米国で過熱するトークン化預金議論|日本は制度で先行
よきょい

米国では銀行がトークン化預金の整備を急いでいます。保有者から見れば、トークン化預金も準備資産型ステーブルコインも過剰担保型の合成ドルも同じように見えます。違うのは資金の置き場所です。
トークン化預金では1億ドルが発行銀行のバランスシートに残り、銀行が貸出で運用します。保有者はその銀行の信用リスクを負いますが位置づけは付保預金のままです。FDICもトークン化は預金の形式を変えるが実質は変えないという整理を示しています。
準備資産型ステーブルコインでは同じ1億ドルが発行体の準備資産へ移り、利回りは発行体側に帰属します。GENIUS法が保有者への利回り支払いを禁じているため、保有者は上振れの取り分を持たないまま発行体の運営リスクと準備資産リスクを負います。預金保険は後ろにありません。

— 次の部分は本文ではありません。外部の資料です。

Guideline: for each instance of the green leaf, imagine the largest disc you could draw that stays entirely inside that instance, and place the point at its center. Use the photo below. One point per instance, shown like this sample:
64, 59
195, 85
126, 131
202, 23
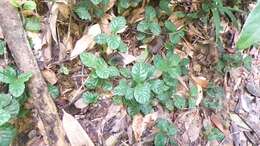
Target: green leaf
113, 41
155, 28
113, 71
150, 13
96, 2
82, 12
5, 99
174, 72
140, 72
4, 116
54, 91
24, 77
117, 24
160, 139
15, 3
16, 88
107, 86
29, 5
101, 38
2, 47
158, 86
160, 63
103, 72
89, 59
121, 88
142, 93
129, 94
13, 108
89, 97
179, 102
193, 91
33, 24
143, 26
7, 75
122, 47
170, 26
7, 134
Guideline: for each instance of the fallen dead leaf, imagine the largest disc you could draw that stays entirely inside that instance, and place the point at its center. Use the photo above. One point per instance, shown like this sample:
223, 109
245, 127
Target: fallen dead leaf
201, 81
86, 41
237, 120
53, 20
74, 131
50, 76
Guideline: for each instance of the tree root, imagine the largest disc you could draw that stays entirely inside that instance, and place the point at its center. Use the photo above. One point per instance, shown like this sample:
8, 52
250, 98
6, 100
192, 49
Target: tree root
20, 49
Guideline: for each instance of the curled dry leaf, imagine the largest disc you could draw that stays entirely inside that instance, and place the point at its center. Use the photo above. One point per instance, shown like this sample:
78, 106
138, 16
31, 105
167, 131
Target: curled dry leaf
74, 131
201, 81
50, 76
86, 41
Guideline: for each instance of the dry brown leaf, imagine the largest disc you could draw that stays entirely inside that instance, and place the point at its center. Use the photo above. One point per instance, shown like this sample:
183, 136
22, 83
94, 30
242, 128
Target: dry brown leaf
201, 81
140, 123
127, 58
50, 76
80, 104
113, 139
216, 121
53, 20
74, 131
86, 41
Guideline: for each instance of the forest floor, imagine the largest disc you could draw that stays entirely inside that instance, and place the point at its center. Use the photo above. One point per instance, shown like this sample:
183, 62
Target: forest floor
214, 99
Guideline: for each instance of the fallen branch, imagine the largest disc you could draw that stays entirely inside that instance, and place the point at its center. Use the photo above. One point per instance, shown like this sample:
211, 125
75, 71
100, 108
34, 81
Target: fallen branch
19, 46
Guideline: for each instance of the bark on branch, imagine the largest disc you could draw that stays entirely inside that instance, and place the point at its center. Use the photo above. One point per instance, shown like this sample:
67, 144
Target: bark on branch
19, 46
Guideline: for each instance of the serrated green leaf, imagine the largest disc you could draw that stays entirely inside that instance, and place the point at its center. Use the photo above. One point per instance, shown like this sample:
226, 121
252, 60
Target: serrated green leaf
54, 91
140, 72
158, 86
150, 13
107, 86
179, 102
143, 26
113, 71
7, 134
29, 5
117, 24
7, 75
121, 88
101, 38
89, 97
142, 93
24, 77
2, 47
82, 12
4, 116
250, 31
160, 140
155, 28
123, 47
103, 72
174, 72
113, 41
170, 26
13, 108
96, 2
5, 99
16, 88
33, 24
89, 59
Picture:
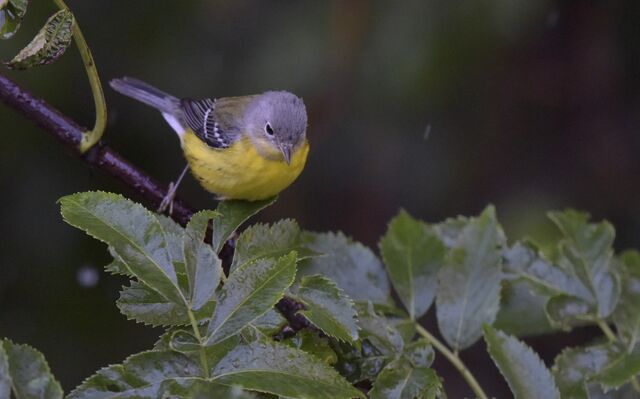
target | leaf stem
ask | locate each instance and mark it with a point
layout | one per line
(196, 332)
(455, 361)
(89, 138)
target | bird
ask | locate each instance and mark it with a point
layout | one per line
(247, 147)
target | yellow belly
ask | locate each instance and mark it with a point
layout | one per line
(239, 172)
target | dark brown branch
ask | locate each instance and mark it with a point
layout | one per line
(100, 156)
(103, 157)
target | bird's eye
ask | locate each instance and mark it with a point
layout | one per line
(268, 129)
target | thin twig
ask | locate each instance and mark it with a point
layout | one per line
(104, 158)
(454, 360)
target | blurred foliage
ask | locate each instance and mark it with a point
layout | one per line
(531, 105)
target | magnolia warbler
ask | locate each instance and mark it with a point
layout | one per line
(248, 147)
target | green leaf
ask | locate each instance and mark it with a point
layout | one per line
(401, 380)
(231, 215)
(49, 44)
(145, 375)
(313, 344)
(250, 292)
(140, 303)
(574, 366)
(565, 311)
(134, 233)
(328, 308)
(450, 229)
(627, 314)
(11, 14)
(620, 370)
(516, 299)
(202, 265)
(353, 267)
(281, 370)
(270, 323)
(468, 293)
(524, 261)
(379, 330)
(28, 373)
(413, 254)
(587, 251)
(523, 369)
(420, 353)
(264, 241)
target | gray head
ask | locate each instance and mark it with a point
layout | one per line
(277, 122)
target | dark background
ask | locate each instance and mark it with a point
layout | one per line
(531, 105)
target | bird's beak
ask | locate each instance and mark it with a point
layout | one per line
(286, 153)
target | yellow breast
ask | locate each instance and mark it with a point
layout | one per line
(239, 171)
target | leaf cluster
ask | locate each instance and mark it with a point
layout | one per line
(224, 338)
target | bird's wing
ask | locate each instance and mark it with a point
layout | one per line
(216, 122)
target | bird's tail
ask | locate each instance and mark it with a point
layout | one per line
(144, 92)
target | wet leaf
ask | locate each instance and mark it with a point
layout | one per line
(281, 370)
(413, 254)
(468, 292)
(134, 233)
(250, 292)
(328, 308)
(49, 44)
(351, 265)
(26, 370)
(231, 214)
(523, 369)
(11, 14)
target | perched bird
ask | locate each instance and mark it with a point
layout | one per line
(248, 147)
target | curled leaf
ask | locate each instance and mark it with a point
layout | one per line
(11, 14)
(49, 44)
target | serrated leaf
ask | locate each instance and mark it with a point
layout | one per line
(148, 374)
(231, 214)
(133, 232)
(313, 344)
(270, 323)
(619, 371)
(523, 369)
(250, 292)
(586, 250)
(524, 261)
(202, 265)
(419, 353)
(328, 308)
(379, 330)
(401, 380)
(468, 293)
(412, 253)
(28, 373)
(627, 314)
(281, 370)
(264, 241)
(574, 366)
(49, 44)
(565, 311)
(140, 303)
(352, 266)
(11, 14)
(516, 299)
(450, 229)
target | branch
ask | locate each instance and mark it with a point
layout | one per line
(100, 156)
(103, 157)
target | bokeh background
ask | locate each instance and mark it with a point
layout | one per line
(439, 107)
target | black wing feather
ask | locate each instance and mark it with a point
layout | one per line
(201, 118)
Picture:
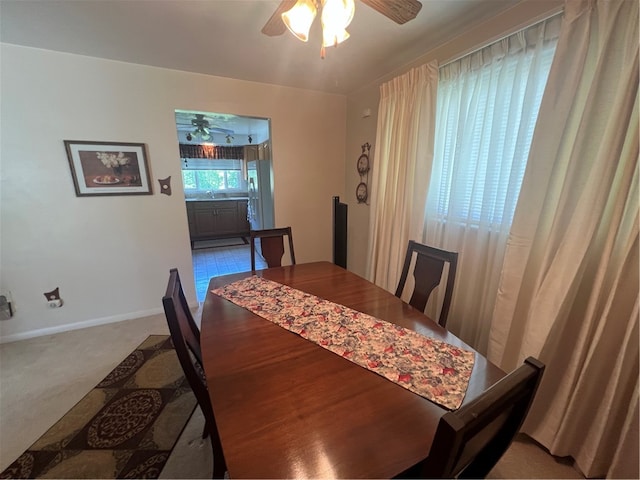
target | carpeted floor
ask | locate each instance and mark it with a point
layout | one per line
(125, 427)
(42, 378)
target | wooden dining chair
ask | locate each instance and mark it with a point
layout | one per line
(185, 336)
(428, 274)
(470, 441)
(271, 246)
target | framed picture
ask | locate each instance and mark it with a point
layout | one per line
(108, 168)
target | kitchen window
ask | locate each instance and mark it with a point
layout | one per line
(213, 175)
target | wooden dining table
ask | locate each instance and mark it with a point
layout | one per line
(287, 408)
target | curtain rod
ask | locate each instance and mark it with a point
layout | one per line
(555, 12)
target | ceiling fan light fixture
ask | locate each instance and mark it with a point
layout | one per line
(300, 17)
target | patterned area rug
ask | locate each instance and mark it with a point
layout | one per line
(125, 427)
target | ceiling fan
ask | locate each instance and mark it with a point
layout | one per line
(400, 11)
(202, 129)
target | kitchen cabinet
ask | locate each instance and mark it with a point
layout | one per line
(209, 219)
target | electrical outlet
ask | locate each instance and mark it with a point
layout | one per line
(6, 305)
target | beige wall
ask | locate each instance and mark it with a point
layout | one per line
(110, 256)
(361, 130)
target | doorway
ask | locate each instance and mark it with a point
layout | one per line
(227, 176)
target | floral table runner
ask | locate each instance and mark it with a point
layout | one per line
(431, 368)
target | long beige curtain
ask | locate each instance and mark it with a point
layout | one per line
(401, 170)
(569, 289)
(488, 103)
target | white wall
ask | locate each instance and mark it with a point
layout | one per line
(361, 130)
(110, 256)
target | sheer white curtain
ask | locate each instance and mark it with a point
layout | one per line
(400, 175)
(487, 108)
(569, 292)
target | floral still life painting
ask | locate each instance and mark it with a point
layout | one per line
(107, 168)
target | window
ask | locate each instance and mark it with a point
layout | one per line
(213, 175)
(486, 114)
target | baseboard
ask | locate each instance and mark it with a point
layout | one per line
(84, 324)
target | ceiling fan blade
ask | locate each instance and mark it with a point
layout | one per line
(275, 26)
(400, 11)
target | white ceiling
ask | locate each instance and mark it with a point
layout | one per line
(223, 38)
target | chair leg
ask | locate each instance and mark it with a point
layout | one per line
(219, 465)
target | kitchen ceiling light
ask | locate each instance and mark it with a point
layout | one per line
(202, 133)
(336, 17)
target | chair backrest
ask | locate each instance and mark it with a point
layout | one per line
(428, 274)
(271, 245)
(185, 336)
(470, 441)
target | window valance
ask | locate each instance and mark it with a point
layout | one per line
(211, 151)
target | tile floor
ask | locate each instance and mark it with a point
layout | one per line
(211, 262)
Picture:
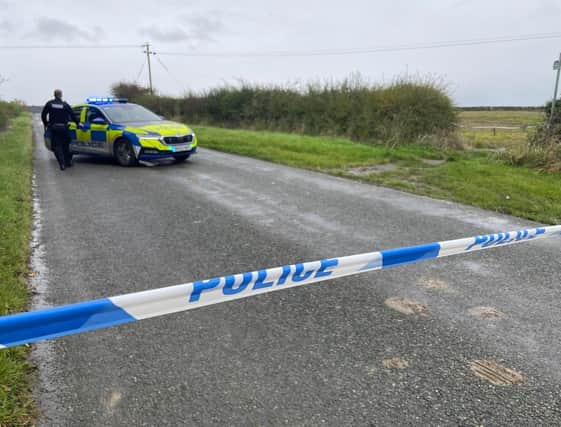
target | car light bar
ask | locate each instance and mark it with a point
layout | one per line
(99, 101)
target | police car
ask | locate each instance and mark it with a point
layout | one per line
(128, 132)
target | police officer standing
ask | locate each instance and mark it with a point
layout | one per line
(55, 116)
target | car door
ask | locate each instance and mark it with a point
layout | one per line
(74, 131)
(96, 126)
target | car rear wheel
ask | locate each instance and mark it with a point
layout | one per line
(124, 153)
(182, 158)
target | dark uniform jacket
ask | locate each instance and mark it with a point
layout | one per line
(57, 113)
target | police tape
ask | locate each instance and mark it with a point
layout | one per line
(25, 328)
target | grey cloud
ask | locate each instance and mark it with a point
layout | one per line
(169, 36)
(6, 26)
(51, 29)
(196, 29)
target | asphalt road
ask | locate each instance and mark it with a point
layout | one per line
(316, 355)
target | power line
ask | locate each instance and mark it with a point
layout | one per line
(141, 70)
(170, 74)
(70, 46)
(376, 49)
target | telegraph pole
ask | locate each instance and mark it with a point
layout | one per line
(148, 52)
(556, 66)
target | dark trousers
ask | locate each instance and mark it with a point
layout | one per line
(60, 141)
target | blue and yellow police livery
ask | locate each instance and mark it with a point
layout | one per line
(127, 132)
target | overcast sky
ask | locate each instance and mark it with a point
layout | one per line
(518, 73)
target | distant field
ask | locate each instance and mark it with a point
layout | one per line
(500, 118)
(497, 138)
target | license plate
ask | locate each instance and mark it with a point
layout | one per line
(182, 147)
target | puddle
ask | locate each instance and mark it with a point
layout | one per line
(486, 313)
(406, 306)
(367, 170)
(433, 162)
(433, 284)
(395, 363)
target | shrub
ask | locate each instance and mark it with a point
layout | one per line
(8, 110)
(403, 111)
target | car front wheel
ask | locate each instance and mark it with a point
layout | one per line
(124, 153)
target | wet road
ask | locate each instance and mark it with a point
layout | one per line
(328, 354)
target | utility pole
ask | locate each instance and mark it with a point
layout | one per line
(556, 66)
(148, 52)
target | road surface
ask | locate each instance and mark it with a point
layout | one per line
(328, 354)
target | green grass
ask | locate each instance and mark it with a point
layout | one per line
(16, 406)
(468, 177)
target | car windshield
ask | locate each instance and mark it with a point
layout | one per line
(128, 113)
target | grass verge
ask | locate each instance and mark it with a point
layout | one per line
(474, 178)
(16, 406)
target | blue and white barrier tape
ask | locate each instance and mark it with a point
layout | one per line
(25, 328)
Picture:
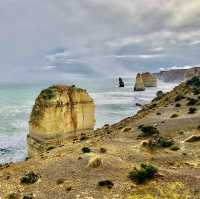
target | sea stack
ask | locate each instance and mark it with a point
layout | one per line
(191, 73)
(139, 83)
(60, 112)
(149, 79)
(121, 82)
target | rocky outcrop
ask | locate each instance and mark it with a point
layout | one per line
(149, 79)
(191, 73)
(59, 113)
(139, 83)
(121, 82)
(177, 75)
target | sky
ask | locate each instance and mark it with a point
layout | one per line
(42, 40)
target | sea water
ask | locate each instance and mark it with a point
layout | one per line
(112, 105)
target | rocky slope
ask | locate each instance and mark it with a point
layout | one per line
(177, 75)
(165, 133)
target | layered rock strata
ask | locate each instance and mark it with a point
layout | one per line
(149, 79)
(139, 83)
(60, 112)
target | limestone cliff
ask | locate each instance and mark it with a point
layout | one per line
(191, 73)
(59, 112)
(149, 79)
(177, 75)
(139, 83)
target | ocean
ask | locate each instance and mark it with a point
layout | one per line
(112, 105)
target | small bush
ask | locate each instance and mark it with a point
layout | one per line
(60, 181)
(174, 148)
(179, 97)
(192, 110)
(159, 142)
(174, 115)
(195, 84)
(192, 102)
(177, 105)
(149, 130)
(106, 183)
(86, 150)
(146, 172)
(103, 150)
(29, 178)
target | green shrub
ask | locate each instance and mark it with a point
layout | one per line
(146, 172)
(29, 178)
(179, 97)
(177, 105)
(192, 101)
(159, 142)
(174, 148)
(106, 183)
(174, 115)
(86, 150)
(149, 130)
(192, 110)
(194, 82)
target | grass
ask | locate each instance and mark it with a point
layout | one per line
(144, 173)
(192, 101)
(171, 190)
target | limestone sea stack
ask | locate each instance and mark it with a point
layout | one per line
(149, 79)
(139, 83)
(60, 112)
(191, 73)
(121, 82)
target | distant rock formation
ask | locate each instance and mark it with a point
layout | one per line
(121, 82)
(177, 75)
(59, 112)
(191, 73)
(139, 83)
(149, 79)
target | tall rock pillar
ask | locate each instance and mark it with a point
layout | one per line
(60, 112)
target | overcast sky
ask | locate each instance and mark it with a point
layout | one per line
(60, 39)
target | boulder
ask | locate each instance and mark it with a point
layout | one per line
(139, 83)
(149, 79)
(60, 112)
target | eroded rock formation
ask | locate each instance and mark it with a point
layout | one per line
(177, 75)
(59, 113)
(191, 73)
(139, 83)
(149, 80)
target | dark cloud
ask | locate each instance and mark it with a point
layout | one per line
(49, 39)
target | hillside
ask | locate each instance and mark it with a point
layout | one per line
(165, 133)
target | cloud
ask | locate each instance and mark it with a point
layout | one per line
(49, 39)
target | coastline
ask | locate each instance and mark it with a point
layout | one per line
(124, 151)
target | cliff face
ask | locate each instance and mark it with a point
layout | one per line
(59, 112)
(139, 84)
(149, 79)
(191, 73)
(177, 75)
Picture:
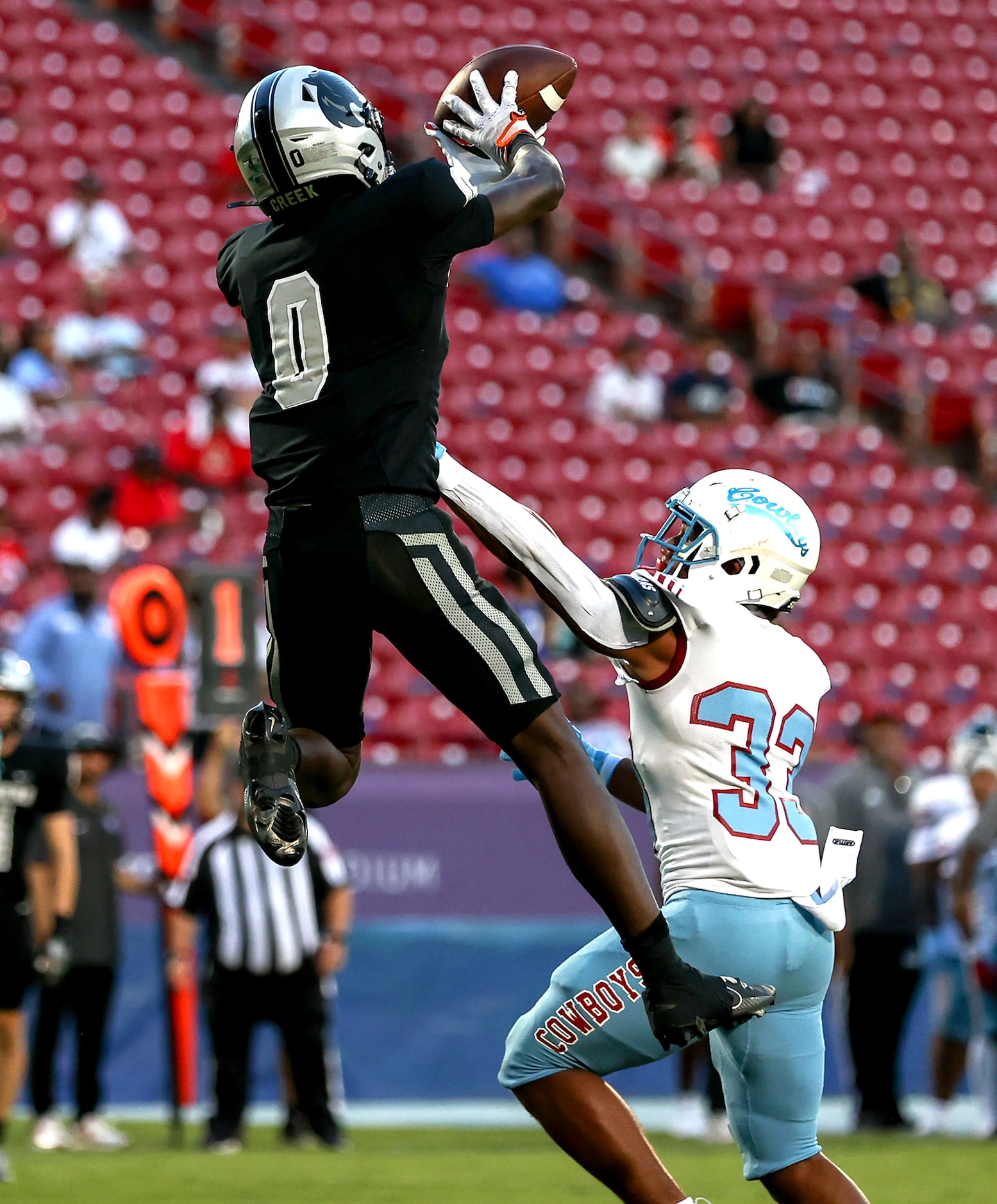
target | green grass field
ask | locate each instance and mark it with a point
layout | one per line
(460, 1167)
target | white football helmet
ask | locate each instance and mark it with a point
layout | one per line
(300, 126)
(975, 746)
(751, 537)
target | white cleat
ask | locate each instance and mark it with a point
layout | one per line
(96, 1133)
(51, 1133)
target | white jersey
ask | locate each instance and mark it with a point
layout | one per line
(718, 742)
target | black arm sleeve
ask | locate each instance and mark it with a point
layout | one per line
(457, 219)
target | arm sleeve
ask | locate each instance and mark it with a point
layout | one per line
(458, 218)
(52, 784)
(31, 644)
(588, 601)
(226, 274)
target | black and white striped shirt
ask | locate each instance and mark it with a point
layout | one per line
(263, 917)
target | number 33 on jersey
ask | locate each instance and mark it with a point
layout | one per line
(724, 732)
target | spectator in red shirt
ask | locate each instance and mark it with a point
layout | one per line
(147, 497)
(205, 453)
(13, 559)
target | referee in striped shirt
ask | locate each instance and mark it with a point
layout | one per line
(271, 931)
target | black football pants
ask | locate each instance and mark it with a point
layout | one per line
(390, 562)
(239, 1001)
(880, 987)
(85, 994)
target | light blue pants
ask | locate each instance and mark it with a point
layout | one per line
(592, 1017)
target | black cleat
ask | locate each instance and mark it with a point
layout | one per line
(688, 1007)
(274, 808)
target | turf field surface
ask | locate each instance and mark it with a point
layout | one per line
(459, 1167)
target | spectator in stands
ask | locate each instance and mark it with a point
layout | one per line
(585, 707)
(877, 951)
(626, 390)
(205, 453)
(691, 153)
(523, 599)
(519, 277)
(798, 380)
(19, 417)
(72, 646)
(13, 556)
(146, 497)
(93, 537)
(94, 337)
(636, 155)
(87, 987)
(750, 148)
(231, 370)
(702, 390)
(90, 230)
(37, 367)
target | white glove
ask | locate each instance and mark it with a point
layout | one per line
(480, 169)
(496, 127)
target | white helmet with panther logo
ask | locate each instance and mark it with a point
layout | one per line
(751, 537)
(301, 126)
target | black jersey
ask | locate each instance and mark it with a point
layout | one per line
(33, 783)
(345, 307)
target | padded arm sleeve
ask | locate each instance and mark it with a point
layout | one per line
(583, 596)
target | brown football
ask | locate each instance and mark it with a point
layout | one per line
(544, 79)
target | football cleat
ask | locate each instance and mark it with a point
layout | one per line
(274, 808)
(687, 1007)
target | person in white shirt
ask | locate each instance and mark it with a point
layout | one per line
(636, 155)
(723, 708)
(92, 230)
(92, 539)
(628, 390)
(231, 370)
(93, 337)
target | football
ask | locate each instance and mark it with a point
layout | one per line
(546, 79)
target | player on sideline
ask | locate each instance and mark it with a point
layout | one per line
(344, 293)
(33, 791)
(723, 710)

実装も進んでいます。ウェルズ・ファーゴは法人向けトークン化預金を今秋から開始する計画で、まず米ドルと英ポンドの取引から始め2027年に拡大する方針です。JPモルガンはすでにJPM Coinを預金トークンとしてBase上で稼働させ、公開チェーン上での資金移動と担保差入れを可能にしています。
日本は「三層」で先に答えを出していた
この対立軸は日本では制度設計の段階で緩和されています。2023年6月に施行された改正資金決済法は、法定通貨を裏付けとするものを「電子決済手段」として仮想通貨と区別し、発行を銀行、資金移動業者、特定信託会社の三者に限定しました。米国が今まさに議論している「預金として扱うのか、発行体の準備として扱うのか」という問いに発行主体の免許区分という形で先に線を引いた格好です。
実際の顔ぶれも三層に対応しています。JPYCは2025年10月に資金移動業者として国内初の円建て発行にこぎつけ、裏付けの8割を国債、2割を現預金などで供託する構成です。三菱UFJ信託銀行などが中心のProgmat Coinは信託型、SBIホールディングスとStartale Groupが手がけるJPYSCも2026年度の立ち上げを予定しています。
三メガバンクは共同発行の枠組みで2026年3月から限定的に稼働させ、2028年に1兆円規模の流通を目標に掲げています。銀行が発行体に立てば、資金は銀行セクターの内側にとどまりやすくなります。
争点は「償還時の本人確認」へ移った
米国の次の焦点は、発行体から直接ドルを受け取る場面の扱いです。米国銀行協会は、発行体と直接売買・償還するすべての利用者に口座開設と本人確認を求めるべきだと意見を提出しました。これに対しBlockchain Associationは、規制対象の仲介業者経由や一回限りの償還までを自動的に口座開設とみなすべきではないと主張しています。
連邦準備制度の意見公募R-1885に寄せられた双方の主張はまだ提言であり、最終規則は出ていません。安い調達手段の奪い合いは、最終的に誰が資金の所在を把握するのかという制度の話へ収れんしていきそうです。